Two years ago, pricing for public entity insurance coverage skyrocketed, retentions were adjusted, limits cut, and underwriting requirements for cyber security controls became mandatory. And while the general perception is that the market has leveled out and softened a bit, that just doesn’t hold true for public entities.

The reality is that only those insureds with top tier, platinum level cyber security are seeing flat or even decreased premiums. And even then, the insured must check all the boxes for controls.

Public entities are particularly vulnerable to cyberattacks because their budget allocation for cyber security is often less robust than other industries and hackers can more easily access their systems. Additionally, public entities provide crucial services to a large and diverse constituency, so business disruption is especially problematic for them.
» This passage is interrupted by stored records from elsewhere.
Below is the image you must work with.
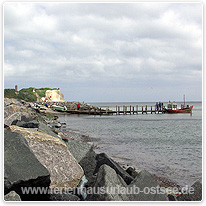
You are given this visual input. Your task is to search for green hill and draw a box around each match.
[4,87,56,102]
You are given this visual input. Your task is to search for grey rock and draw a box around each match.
[86,164,129,201]
[16,120,39,128]
[128,170,168,201]
[4,129,50,200]
[4,191,21,201]
[94,153,134,184]
[126,167,138,178]
[38,121,59,138]
[21,115,34,122]
[48,191,80,201]
[177,181,202,201]
[9,125,84,191]
[189,181,202,201]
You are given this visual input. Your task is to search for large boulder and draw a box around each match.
[4,191,21,201]
[94,153,134,185]
[15,120,39,128]
[86,164,129,201]
[128,170,168,201]
[37,121,59,138]
[4,98,33,126]
[4,129,50,200]
[10,125,84,189]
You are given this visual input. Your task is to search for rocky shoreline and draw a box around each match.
[4,98,202,201]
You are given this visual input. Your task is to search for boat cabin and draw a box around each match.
[167,102,177,110]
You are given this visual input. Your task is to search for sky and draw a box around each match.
[3,2,203,102]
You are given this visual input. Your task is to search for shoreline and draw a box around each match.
[54,115,184,189]
[4,99,202,201]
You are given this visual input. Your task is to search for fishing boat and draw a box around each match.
[52,105,67,112]
[165,95,193,114]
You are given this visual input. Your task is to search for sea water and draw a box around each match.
[59,102,202,186]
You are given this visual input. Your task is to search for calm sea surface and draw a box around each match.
[59,102,202,186]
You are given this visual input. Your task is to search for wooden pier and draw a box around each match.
[66,105,165,115]
[34,102,165,115]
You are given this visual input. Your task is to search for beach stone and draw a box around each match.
[4,191,21,201]
[94,153,134,185]
[128,170,168,201]
[16,120,39,128]
[86,164,129,201]
[189,180,202,201]
[176,180,202,201]
[37,121,60,139]
[126,167,138,178]
[4,98,31,126]
[21,115,34,122]
[4,129,50,200]
[10,125,84,189]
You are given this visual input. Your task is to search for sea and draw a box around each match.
[59,102,203,186]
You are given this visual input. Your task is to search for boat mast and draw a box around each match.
[184,94,185,107]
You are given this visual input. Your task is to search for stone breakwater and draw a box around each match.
[4,99,202,201]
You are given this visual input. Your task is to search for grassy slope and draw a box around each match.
[4,87,56,102]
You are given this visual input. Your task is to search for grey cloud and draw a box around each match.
[4,3,202,101]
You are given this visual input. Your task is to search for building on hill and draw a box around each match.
[41,89,65,102]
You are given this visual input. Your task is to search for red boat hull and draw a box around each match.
[165,106,193,114]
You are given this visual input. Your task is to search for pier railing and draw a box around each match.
[34,102,165,115]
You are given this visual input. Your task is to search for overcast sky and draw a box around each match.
[4,3,203,102]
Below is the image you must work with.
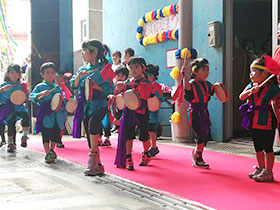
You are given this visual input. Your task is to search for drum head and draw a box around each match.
[51,93,63,112]
[66,99,78,114]
[124,90,141,110]
[213,82,228,103]
[148,96,161,112]
[10,90,26,105]
[271,99,280,122]
[116,94,125,110]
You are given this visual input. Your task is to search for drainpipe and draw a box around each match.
[171,0,193,142]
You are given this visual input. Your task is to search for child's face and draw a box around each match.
[129,63,143,80]
[55,75,64,84]
[147,74,155,83]
[123,53,130,63]
[112,54,121,64]
[116,73,126,82]
[194,66,209,81]
[250,68,268,84]
[41,68,56,83]
[82,48,97,63]
[7,69,21,83]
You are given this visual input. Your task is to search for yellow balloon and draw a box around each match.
[136,33,143,40]
[138,18,144,27]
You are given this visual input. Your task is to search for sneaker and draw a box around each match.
[125,158,134,171]
[45,152,55,163]
[56,143,64,148]
[7,143,17,153]
[139,152,151,166]
[253,169,274,182]
[0,140,7,147]
[101,139,111,147]
[149,147,159,157]
[191,150,209,169]
[50,149,57,159]
[20,136,28,147]
[84,163,105,176]
[248,166,263,179]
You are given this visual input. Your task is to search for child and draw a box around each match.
[239,56,280,182]
[70,40,115,176]
[145,64,164,157]
[108,66,129,129]
[122,47,134,65]
[112,50,122,72]
[115,56,152,171]
[0,64,29,152]
[30,62,66,163]
[183,58,214,168]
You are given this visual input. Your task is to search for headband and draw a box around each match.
[87,45,98,51]
[250,64,269,71]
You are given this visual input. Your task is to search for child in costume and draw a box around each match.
[145,64,164,157]
[183,58,214,168]
[239,55,280,182]
[0,64,30,152]
[30,62,66,163]
[70,40,115,176]
[108,66,129,129]
[115,56,152,171]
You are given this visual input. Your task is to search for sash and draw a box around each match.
[189,103,211,136]
[72,88,85,138]
[35,101,53,133]
[0,101,14,125]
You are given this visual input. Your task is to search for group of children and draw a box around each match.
[0,37,280,182]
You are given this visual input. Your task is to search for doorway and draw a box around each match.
[232,0,272,139]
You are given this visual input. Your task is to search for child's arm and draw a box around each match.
[239,86,260,101]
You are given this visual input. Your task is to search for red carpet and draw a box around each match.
[28,140,280,210]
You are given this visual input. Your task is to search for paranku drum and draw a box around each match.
[213,82,229,103]
[85,78,93,101]
[116,94,125,110]
[148,96,161,112]
[66,98,78,114]
[51,93,63,112]
[10,90,26,105]
[124,90,141,111]
[271,99,280,122]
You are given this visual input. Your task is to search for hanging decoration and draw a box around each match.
[136,3,179,46]
[0,0,17,57]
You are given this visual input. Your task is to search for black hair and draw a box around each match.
[4,64,21,82]
[145,64,159,80]
[40,62,57,74]
[124,47,134,57]
[115,66,129,78]
[191,58,209,79]
[82,39,108,64]
[127,56,146,67]
[252,55,278,86]
[112,50,122,63]
[242,38,255,49]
For risks that fall short of top tier or are lagging in cyber security levels, premiums and retentions will continue to be inflated, and key coverage will carry a low sub limit for ransomware/extortion, systems failure, dependent business interruption, etc. 
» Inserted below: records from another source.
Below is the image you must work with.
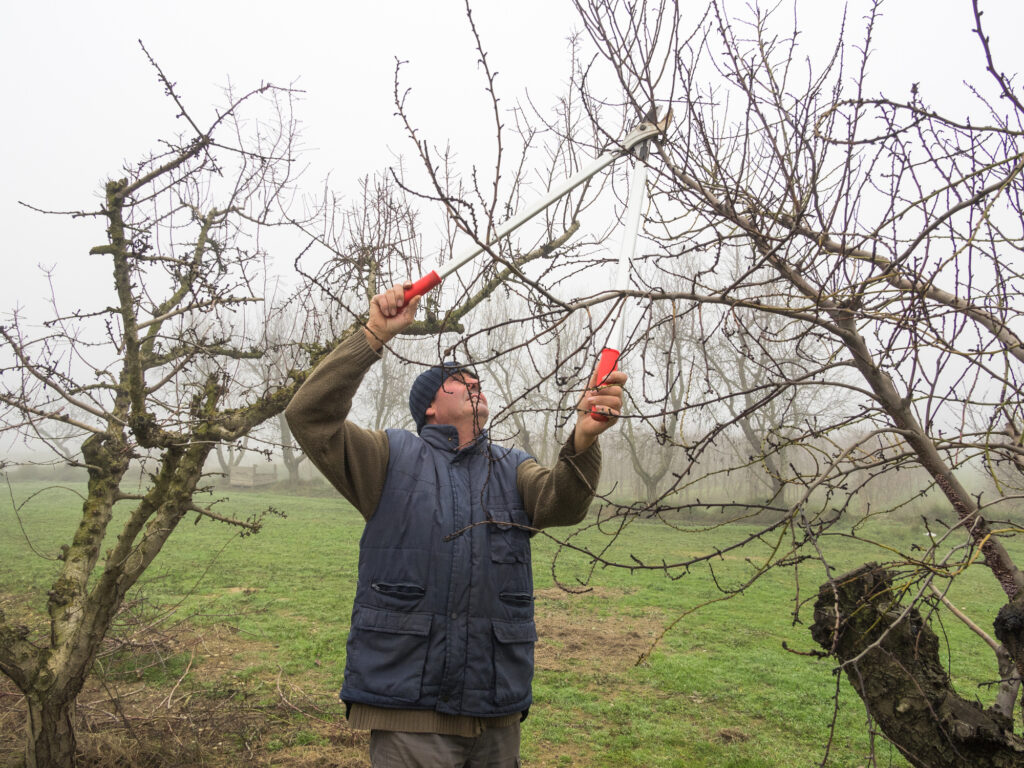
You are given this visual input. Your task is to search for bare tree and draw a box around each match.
[0,28,598,768]
[544,0,1024,766]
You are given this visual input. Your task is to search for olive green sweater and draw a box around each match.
[285,330,601,736]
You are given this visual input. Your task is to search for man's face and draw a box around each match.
[427,373,488,434]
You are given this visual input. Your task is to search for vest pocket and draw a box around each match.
[490,618,537,706]
[487,506,529,563]
[345,605,431,701]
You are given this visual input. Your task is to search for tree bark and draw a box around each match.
[811,563,1024,768]
[26,691,77,768]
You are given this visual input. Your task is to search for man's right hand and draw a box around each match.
[362,283,420,352]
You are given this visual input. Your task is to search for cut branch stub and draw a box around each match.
[811,563,1024,768]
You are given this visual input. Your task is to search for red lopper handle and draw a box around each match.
[406,271,441,302]
[590,347,620,422]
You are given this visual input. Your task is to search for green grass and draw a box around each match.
[0,484,1021,768]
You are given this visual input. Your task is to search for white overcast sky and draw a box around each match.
[0,0,1024,325]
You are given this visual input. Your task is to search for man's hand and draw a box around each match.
[572,371,629,454]
[362,283,420,352]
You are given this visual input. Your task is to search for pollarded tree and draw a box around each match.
[0,41,585,768]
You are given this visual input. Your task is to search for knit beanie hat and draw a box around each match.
[409,360,479,433]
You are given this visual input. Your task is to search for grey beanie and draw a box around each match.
[409,360,479,433]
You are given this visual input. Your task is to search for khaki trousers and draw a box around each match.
[370,723,519,768]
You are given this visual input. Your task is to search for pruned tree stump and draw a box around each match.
[811,563,1024,768]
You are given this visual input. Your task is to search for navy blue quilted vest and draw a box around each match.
[341,425,537,717]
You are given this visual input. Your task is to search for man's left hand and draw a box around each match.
[572,371,629,454]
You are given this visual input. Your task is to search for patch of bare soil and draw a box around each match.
[536,588,662,672]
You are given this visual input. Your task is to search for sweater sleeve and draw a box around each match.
[516,434,601,528]
[285,330,389,520]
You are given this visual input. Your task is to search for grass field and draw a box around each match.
[0,485,1020,768]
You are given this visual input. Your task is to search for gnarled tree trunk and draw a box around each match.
[26,691,76,766]
[811,563,1024,768]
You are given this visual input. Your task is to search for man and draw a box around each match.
[286,284,627,768]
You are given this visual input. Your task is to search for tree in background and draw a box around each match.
[0,36,585,768]
[548,0,1024,766]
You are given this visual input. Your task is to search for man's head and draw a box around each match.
[409,360,488,435]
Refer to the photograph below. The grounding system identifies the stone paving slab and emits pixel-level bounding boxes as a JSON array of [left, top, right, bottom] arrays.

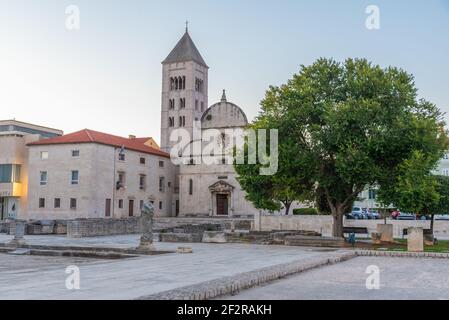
[[219, 256, 449, 300], [0, 235, 346, 300], [139, 252, 357, 300]]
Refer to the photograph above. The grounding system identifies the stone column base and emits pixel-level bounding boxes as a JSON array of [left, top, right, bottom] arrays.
[[136, 240, 156, 252], [8, 239, 26, 248]]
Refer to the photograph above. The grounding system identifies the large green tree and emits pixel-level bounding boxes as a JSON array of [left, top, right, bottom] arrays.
[[379, 169, 449, 233], [237, 134, 313, 215], [236, 59, 447, 236]]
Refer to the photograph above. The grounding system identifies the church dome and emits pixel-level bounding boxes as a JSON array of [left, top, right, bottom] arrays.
[[201, 90, 248, 129]]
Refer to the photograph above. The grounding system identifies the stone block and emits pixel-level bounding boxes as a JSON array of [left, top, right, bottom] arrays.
[[160, 232, 202, 243], [371, 232, 382, 244], [407, 228, 424, 252], [202, 231, 227, 243], [176, 247, 193, 253], [377, 224, 394, 243]]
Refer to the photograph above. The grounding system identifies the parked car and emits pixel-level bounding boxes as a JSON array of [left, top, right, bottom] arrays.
[[351, 207, 367, 220], [391, 210, 401, 220], [367, 209, 381, 220], [396, 212, 416, 220], [416, 214, 432, 221]]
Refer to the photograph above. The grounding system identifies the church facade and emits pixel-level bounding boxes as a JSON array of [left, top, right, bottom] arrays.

What we now refer to as “Cyber Liability” began as website content and concerns over compliance with Payment Card Industry Data Security Standards (PCI), as well as an industrywide focus on insurance products for first-party privacy/data breach exposures. Over the last two years, it has quickly morphed into a business continuity backstop with high recovery costs due to extortion, ransomware and email compromise.

 

State of the Market

Public entities who have not improved cyber safeguards since our last report are finding they are woefully unprepared to seek coverage in the current marketplace. The message is clear: clean up security controls and spend money on safeguards, or cyber insurance may not be available.

We haven’t seen many new carriers enter the space except for top tier risks, and only insureds with top-of-the-line cyber security measures are likely to see flat rates or premium reductions at renewal. However, some carriers have begun to selectively write risks they want to consider, likely the result of premiums at acceptable levels and more groups having better controls in place than last year.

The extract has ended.